After joining for a while, we began to work on a periodical published by the club. I really don't
feel like recalling just what I wrote in it, I just know that it wasn't novels. I was in charge of the
cover illustration as well, which I'm not keen on recalling as well. It wasn't possible to fill up the
pages in the periodical with just the two of us, so sempai called up some of her friends to write
some articles. Though they were all people I didn't know, one of their names left a deep
impression on me, to which I still remember to this day.
As sempai was approaching third year, she decided to quit the club to concentrate on her studies.
At the same time there were five new members coming in. I wasn't too sure why there were that
many coming in. I was having so much fun in the other club that I soon stopped going to the
Literature Club.
The next time I saw sempai was on her graduation day. I have no recollection of what we said
then. We probably just had some friendly chatter, and then she faded from my memory. The last
I saw of her was her back as she walked off.
As to what that sempai's name was, I could never remember. She probably doesn't remember my
name as well. But, I'm sure she would still remember that a person like me existed in her club
back then.
Because I too remember a person like her existed in the club back then.

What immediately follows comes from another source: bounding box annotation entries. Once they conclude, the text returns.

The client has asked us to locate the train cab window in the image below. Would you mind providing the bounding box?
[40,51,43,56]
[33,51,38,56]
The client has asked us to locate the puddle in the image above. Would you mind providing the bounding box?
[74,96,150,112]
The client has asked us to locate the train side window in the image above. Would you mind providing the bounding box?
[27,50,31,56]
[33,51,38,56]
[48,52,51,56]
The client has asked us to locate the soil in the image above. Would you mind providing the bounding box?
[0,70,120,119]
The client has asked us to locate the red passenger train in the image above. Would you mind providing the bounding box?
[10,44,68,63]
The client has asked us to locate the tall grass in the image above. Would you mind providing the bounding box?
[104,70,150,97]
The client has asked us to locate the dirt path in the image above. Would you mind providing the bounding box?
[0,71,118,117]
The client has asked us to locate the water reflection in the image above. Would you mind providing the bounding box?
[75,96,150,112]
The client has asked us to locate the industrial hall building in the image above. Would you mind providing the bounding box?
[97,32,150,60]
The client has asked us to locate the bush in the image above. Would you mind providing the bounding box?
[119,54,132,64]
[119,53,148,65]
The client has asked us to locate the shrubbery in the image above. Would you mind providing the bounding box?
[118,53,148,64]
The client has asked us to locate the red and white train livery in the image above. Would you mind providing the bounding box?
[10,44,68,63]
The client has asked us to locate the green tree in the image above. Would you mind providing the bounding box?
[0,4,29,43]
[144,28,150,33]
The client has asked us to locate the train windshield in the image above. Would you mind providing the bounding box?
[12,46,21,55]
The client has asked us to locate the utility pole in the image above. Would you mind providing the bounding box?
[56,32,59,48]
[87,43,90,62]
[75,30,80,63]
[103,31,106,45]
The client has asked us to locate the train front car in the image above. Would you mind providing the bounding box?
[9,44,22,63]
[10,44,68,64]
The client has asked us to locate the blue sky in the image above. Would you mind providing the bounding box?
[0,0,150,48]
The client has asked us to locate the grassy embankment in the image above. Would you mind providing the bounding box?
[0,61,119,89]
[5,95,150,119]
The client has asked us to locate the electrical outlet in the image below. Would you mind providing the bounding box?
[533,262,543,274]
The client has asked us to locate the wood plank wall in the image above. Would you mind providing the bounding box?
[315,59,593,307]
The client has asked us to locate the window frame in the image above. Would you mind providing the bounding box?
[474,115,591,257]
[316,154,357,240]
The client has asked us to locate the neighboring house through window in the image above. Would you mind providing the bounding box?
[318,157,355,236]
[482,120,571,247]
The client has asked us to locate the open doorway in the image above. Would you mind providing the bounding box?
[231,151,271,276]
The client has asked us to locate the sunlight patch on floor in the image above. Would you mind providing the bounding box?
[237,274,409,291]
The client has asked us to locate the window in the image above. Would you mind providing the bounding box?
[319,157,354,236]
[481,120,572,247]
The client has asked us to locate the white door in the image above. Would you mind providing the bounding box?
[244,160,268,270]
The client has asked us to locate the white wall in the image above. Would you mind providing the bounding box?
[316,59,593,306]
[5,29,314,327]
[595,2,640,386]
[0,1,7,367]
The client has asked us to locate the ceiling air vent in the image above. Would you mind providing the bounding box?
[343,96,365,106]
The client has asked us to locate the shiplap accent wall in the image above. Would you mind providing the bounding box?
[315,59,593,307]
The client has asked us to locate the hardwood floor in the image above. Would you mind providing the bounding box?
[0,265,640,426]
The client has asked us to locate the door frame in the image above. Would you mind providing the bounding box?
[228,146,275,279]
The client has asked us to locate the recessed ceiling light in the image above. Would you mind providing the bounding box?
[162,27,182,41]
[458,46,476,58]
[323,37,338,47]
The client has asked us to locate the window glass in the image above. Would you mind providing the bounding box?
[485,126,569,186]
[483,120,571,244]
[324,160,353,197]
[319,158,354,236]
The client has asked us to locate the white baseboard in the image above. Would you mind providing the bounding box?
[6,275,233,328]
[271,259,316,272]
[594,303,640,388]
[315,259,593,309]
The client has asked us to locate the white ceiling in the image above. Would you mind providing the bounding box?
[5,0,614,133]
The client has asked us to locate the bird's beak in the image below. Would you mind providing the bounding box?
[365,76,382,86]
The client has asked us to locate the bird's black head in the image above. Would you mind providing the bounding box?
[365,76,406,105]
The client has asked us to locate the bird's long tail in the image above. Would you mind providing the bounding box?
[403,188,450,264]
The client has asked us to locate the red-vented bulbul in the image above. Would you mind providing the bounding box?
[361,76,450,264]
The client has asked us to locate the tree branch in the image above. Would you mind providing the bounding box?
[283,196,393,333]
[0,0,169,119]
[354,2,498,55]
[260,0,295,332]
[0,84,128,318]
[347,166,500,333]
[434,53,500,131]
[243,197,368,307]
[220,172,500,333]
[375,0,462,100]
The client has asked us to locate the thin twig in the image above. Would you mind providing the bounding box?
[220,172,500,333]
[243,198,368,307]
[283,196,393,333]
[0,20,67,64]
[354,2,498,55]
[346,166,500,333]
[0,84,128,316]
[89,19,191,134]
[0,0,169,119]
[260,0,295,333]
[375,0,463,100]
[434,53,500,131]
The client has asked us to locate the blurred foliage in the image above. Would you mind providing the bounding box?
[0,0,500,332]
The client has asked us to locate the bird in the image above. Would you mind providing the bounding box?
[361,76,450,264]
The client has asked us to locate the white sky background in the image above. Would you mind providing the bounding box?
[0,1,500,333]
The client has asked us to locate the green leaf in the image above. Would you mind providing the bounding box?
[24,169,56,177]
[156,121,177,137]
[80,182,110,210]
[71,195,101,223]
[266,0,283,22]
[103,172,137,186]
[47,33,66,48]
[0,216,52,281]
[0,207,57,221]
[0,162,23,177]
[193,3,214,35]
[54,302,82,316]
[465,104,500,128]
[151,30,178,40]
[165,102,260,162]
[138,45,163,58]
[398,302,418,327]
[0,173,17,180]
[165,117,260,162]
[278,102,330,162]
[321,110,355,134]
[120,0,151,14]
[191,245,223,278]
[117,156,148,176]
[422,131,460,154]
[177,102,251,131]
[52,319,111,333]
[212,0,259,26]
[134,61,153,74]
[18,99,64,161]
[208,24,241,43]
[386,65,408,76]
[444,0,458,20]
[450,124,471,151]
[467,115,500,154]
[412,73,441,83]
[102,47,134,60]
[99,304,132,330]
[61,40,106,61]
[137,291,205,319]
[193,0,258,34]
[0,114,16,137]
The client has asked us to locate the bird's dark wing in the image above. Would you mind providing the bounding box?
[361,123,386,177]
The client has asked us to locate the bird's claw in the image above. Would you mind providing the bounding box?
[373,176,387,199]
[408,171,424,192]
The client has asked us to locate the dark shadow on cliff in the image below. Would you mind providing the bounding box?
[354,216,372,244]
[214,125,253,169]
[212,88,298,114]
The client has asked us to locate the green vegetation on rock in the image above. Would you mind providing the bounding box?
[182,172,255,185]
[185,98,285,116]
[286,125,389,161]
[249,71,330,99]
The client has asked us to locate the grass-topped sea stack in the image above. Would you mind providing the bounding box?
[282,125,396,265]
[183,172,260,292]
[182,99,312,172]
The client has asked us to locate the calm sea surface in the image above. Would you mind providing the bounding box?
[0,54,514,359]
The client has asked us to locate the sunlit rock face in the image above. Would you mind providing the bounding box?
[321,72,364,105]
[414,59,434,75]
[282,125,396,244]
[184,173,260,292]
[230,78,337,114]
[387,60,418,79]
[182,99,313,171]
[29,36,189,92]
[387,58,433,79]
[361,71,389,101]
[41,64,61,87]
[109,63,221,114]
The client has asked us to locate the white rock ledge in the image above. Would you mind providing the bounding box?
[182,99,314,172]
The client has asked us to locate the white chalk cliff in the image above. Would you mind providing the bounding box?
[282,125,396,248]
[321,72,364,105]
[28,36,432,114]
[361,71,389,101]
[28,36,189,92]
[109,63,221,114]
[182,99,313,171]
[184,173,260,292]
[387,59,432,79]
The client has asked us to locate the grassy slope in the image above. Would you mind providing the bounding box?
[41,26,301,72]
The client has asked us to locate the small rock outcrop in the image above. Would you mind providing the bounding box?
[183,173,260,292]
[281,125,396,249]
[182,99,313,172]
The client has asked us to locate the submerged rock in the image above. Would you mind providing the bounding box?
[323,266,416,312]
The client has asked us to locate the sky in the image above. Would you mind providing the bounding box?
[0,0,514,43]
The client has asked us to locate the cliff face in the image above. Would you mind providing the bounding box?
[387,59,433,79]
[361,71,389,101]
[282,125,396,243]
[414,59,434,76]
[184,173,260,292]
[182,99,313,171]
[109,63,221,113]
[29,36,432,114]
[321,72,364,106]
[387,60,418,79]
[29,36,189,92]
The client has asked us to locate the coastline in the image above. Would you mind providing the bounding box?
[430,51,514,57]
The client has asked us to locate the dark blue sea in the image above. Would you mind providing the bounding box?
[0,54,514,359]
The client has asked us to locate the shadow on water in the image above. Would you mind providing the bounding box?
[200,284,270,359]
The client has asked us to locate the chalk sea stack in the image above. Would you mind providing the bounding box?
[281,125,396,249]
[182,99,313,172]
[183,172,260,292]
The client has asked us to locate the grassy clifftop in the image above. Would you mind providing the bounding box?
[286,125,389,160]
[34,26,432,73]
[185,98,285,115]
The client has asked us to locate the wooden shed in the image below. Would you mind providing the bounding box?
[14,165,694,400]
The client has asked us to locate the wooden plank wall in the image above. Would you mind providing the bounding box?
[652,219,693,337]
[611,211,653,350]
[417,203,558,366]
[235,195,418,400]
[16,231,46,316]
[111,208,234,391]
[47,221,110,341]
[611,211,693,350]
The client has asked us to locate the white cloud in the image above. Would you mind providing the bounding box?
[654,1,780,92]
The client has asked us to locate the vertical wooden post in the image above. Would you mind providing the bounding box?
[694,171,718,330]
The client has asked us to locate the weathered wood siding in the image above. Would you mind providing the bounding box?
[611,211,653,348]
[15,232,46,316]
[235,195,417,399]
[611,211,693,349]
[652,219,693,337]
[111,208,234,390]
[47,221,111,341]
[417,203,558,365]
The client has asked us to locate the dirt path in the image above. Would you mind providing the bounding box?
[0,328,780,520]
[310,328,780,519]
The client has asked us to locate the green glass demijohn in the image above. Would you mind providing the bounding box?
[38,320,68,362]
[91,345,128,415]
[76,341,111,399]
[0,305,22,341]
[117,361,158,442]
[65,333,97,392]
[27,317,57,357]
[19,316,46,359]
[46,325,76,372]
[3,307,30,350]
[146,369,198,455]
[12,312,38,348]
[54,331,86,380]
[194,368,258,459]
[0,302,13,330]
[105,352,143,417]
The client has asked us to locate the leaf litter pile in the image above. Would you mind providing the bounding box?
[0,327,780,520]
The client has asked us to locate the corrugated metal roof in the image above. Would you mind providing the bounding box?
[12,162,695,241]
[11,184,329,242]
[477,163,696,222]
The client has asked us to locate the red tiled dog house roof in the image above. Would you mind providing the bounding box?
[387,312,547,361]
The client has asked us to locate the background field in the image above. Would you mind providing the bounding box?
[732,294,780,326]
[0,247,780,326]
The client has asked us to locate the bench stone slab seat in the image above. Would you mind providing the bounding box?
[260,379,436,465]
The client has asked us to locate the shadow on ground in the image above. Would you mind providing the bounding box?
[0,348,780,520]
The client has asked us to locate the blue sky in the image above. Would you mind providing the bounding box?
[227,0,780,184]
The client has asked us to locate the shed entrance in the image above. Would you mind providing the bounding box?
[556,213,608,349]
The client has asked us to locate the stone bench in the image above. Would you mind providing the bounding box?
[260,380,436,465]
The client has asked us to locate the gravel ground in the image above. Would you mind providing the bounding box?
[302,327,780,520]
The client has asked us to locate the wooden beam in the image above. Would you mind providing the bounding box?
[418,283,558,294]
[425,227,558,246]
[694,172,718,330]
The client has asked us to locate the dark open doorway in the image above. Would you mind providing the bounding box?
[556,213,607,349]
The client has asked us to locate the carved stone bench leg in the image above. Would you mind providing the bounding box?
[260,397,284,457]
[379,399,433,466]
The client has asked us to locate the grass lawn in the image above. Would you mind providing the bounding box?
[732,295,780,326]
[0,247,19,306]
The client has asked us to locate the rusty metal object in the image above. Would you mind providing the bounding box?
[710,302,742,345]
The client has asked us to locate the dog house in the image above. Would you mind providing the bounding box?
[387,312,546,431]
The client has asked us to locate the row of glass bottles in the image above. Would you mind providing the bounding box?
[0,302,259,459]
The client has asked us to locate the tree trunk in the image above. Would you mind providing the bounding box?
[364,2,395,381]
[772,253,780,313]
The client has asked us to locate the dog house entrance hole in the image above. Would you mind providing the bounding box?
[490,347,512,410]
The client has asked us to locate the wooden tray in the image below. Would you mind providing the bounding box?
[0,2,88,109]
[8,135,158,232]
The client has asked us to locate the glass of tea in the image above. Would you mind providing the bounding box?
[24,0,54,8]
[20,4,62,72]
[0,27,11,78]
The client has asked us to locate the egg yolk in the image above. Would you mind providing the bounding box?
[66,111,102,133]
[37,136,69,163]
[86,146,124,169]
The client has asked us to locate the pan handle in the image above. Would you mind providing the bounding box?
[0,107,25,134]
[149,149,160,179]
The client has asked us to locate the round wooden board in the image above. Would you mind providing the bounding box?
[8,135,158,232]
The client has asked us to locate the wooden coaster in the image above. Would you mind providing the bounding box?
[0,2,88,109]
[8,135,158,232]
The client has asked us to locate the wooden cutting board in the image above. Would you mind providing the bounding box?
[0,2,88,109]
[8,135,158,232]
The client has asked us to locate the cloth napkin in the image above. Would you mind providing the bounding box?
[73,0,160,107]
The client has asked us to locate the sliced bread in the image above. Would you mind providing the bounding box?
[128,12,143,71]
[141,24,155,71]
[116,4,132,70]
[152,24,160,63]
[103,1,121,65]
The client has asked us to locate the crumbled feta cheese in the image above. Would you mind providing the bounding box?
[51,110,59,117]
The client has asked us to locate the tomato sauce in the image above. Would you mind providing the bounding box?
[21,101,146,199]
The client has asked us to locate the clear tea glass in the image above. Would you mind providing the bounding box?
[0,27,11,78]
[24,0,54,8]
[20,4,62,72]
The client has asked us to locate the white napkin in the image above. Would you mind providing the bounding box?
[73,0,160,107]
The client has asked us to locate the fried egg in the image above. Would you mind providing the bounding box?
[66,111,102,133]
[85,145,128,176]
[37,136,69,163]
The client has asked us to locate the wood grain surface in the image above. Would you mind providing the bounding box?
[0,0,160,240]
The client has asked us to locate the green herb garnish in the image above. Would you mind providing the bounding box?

......After wasting the whole Author's Notes section on two seemingly fictional and inappropriate
reminiscences, I sense how low I must have fallen. In perspective, excavating some old funny
memories was nothing, there were other things that were giving me such a headache that I think
I'm going to collapse......though I realized all things would eventually get sorted out, but it was a
useless act, kind of like being a football that had fallen into a stream, wondering where the river
would take it. Might as well put my energy somewhere.
Finally, I would like to thank the publishers, everyone involved in the publishing of this book,
and to all readers my most sincere thanks. May we meet again.